Coefficient of Static Friction with Acceleration

[PeachBanana]

Homework Statement

A car can decelerate at -4.90 m/s^2 without skidding when coming to rest on a level road.
What would its deceleration be if the road were inclined at 11° uphill? Assume the same static friction coefficient.

Homework Equations

Force of Static Friction / Normal Force = coefficient of static friction
F (normal) - mg *sin 11° = 0

The Attempt at a Solution

(4.90m/s^2)/(9.8 m/s^2) = 0.5

I didn't know the mass so I just left it out.
F - mg *sin 11° = 0
F (normal) = mg * sin 11°
F = (9.8 m/s^2) * sin 11°
Normal force = 1.86 m/s^2

I know those are acceleration units so something more than likely went wrong there.

Force of static friction = (0.5)(1.86 m/s^2)
Force of Static Friction = 0.93 m/s^2

 

[Doc Al]

F (normal) - mg *sin 11° = 0

I don't understand this equation.

The Attempt at a Solution

(4.90m/s^2)/(9.8 m/s^2) = 0.5

Good.

To find the acceleration, use ƩF = ma. What's the net force when going uphill?

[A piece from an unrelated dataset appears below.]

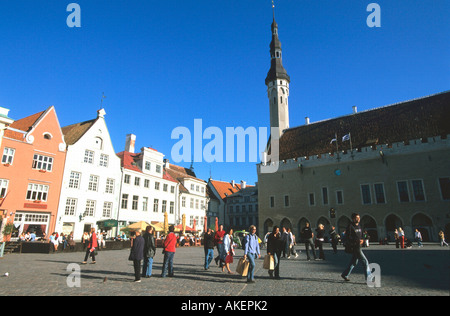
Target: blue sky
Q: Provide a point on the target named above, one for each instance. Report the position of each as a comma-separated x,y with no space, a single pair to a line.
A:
162,64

(Hint: What are the parallel and perpendicular components of the weight?)

 

[PeachBanana]

Doc Al - Sorry, the first one was a little unclear. I was attempting to find the normal force by saying the normal force equals the y component of the weight because there is no acceleration in the "y" direction. I think I should have used cosine instead of sine. Thank you for your advice.

 

[Doc Al]

I think I should have used cosine instead of sine.

Exactly.